2.7.5. Dilution linearity
Dilution integrity refers to the evaluation of the diluting process of the sample to ensure that it does not affect the precision and accuracy of assessed concentrations of Tucatinib. The solutions diluted were tested and their precision and accuracy were evaluated to expected findings. Results that fell within a range of ±15% were deemed to be satisfactory in terms of both accuracy and precision [15–18].
2.8. Stability
The stability of the human K2EDTA plasma samples was examined by assessing them at two distinct concentration levels of QC samples. This analysis was conducted under various settings, comparing the samples against recently created calibration curves and QC samples. The concentrations of the QC samples were 3.0 and 1,500 ng/ml, with a total of six samples analyzed. The plasma samples underwent storage for a minimum of 6 hours at room temperature, at a temperature of −20°C for ten days, 3 cycles of freezing and thawing, and for 24 hours at a temperature of 4°C in autosampler [18–22].
3. RESULT AND DISCUSSION
3.1. Validation of the analytical method
3.1.1. Selectivity
Figures 2 and 3 demonstrate that there was no interference detected in retaining times of Tucatinib (1.02 minutes) and Lenvatinib (0.92 minutes) in chromatograms of plasma blank solutions taken from different six batches. Findings demonstrated that Tucatinib test exhibited a high degree of specificity and selectivity.
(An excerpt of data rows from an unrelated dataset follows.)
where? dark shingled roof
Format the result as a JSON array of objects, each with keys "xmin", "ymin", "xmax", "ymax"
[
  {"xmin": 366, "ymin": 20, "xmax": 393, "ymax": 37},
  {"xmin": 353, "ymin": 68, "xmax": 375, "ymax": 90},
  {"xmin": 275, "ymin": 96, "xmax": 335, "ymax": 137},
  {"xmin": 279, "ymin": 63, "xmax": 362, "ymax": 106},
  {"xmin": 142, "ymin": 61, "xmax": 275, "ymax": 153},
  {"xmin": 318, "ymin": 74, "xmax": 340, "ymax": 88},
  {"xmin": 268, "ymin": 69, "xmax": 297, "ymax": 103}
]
 | Figure 2. Tucatinib blank plasma (A), and blank plasma with IS (B) chromatograms. [Click here to view] |
 | Figure 3. Tucatinib chromatogram at LLOQ (1 ng/ml) level with IS. [Click here to view] |
3.1.2. Calibration plot and sensitivity of tucatinib
Linearity controls were executed and examined at eight distinct concentration levels ranging from 1 to 2,000 ng/ml. The linearity graph for Tucatinib exhibited satisfactory linearity throughout the specified concentration range, as shown by a mean correlation coefficient (r2) greater than 0.99. The curve was weighted using a factor of 1/x2. The equation for linear regression is y = 0.00115x - 0.00095, as shown in Table 1 (Fig. 4). These calculated concentrations fell within the acceptable range of ±15%, except for the LLOQ, where the acceptable range was ±20%.
 | Figure 4. Calibration curve of tucatinib. [Click here to view] |
Table 1. Tucatinib linearity data.
| LS-ID | Concentrations in ng/ml | Mean area | IS area | Analyte/IS area |
|---|---|---|---|---|
| LS1 | 1 | 1,359 | 1,167,354 | 0.001164 |
| LS2 | 3 | 3,795 | 1,165,941 | 0.003255 |
| LS3 | 30 | 39,478 | 1,165,367 | 0.033876 |
| LS4 | 180 | 243,984 | 1,169,584 | 0.208608 |
| LS5 | 520 | 712,847 | 1,165,741 | 0.611497 |
| LS6 | 1,000 | 1,298,654 | 1,165,995 | 1.113773 |
| LS7 | 1,500 | 2,018,745 | 1,164,664 | 1.733328 |
| LS8 | 2,000 | 2,683,659 | 1,163,014 | 2.307504 |
LS: Linearity standard.
3.1.3. Precision and accuracies
The intra-batch accuracy was within 96.98 to 105.21% and the precision was within 2.31 to 5.12%. The inter-batch accuracy was within 96.51 to 104.76% relative error and the precision was within 2.82 to 4.14%. The assay results, as shown in Table 2, were below 15% and met the approved limit. This indicates that the quantification of Tucatinib in human K2EDTA plasma was accurate and precise.
Table 2. Intra-day and inter-day precision and accuracy of tucatinib.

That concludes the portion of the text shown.